Home Capital has responded to a claim that it sold non-performing loans to a third party in a bid to improve its balance sheet.
, in the normal course of its business, from time to time sells loans to third parties, when loans require work-outs or restructurings,” Home Capital said in a release Wednesday. “All loans sold to third parties are accounted for, with any losses reflected in write-offs for the related period.
“Loans sold to all third parties since 2013 totaled less than $125 million, and was approximately $12 million in 2015 and $nil in 2016 on a current on-balance sheet total loans portfolio of $18.1 billion.”
Home’s response comes on the heels of a report by the investment website Seeking Alpha that alleges the lender has been transferring loans to a company called Re-Charge Corporation, which is allegedly partially controlled by one of Home Capital’s board members.
“We hypothesize that the only logical reason a growth-starved lender would transfer loans off balance sheet is to hide non-performing loans,” the author of the Seeking Alpha’s report wrote.
The author, The Friendly Bear, provided insight into the research method and how he came to the conclusion alleged in the article.
“Our supporting research in this report includes on the ground insight. Through on the ground field work and our internet sleuthing, we began to suspect ties between Re-Charge and HCG that we were able to prove through our retrieval of public filings,” the Friendly Bear wrote. “For background, our research involved sending investigators to Canada to dig up public documents that can only be retrieved physically from Canadian government offices.”

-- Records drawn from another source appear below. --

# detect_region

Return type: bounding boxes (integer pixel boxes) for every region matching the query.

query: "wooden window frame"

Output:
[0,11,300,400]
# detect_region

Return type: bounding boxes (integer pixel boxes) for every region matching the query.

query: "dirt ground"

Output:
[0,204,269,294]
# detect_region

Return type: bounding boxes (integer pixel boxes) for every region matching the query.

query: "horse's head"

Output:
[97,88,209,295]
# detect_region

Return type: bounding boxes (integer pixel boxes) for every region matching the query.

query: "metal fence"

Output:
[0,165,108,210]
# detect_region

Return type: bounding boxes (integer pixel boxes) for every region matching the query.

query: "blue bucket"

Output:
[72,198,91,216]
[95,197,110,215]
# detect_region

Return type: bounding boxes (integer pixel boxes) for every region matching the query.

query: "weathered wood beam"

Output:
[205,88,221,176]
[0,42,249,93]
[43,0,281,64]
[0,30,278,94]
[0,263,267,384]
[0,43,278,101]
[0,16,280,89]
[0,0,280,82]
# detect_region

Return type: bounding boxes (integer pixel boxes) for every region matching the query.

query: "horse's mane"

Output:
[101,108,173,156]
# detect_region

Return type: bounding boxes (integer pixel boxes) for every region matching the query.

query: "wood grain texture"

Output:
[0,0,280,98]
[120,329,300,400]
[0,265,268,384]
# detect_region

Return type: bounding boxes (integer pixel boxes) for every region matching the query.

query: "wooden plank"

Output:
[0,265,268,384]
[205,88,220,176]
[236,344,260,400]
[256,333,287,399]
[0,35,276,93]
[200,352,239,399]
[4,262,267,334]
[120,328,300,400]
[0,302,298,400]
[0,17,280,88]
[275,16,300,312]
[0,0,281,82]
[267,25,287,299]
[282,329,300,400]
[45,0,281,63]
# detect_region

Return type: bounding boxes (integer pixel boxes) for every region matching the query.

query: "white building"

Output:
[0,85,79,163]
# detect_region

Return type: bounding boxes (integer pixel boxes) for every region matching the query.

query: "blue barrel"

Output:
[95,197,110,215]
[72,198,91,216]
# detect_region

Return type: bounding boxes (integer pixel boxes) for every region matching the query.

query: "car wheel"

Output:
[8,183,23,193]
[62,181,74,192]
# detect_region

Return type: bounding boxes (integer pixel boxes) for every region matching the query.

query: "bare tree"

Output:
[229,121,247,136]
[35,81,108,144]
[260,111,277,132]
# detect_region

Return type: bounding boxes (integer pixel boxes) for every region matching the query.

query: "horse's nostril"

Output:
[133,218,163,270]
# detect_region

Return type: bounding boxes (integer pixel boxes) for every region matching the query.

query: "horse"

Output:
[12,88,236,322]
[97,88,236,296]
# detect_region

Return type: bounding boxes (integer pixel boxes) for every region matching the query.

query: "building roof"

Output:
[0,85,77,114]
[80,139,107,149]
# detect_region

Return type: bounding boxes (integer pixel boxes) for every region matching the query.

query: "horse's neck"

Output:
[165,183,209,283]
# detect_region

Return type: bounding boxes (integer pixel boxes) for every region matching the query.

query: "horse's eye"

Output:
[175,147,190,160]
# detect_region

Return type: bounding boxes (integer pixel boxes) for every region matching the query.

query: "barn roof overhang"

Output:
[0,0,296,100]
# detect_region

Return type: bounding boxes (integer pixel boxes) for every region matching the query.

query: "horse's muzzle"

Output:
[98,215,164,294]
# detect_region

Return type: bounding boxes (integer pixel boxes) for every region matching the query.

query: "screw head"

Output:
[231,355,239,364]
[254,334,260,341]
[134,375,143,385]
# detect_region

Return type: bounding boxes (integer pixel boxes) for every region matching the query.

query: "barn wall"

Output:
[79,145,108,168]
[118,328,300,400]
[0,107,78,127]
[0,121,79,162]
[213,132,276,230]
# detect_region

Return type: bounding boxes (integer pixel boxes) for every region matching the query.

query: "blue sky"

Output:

In response, Home Capital said it has not sold any loans to Re-Charge Corporation since last year.
“Home Trust calculates provisions for credit losses in accordance with applicable accounting requirements and incorporates any losses from loans sold to third parties into the historical data used to calculate the collective allowance,” the lender said. “Home Trust has not sold any loans requiring work-outs or restructurings to any third party, including Re-Charge Corporation, since September 2015.”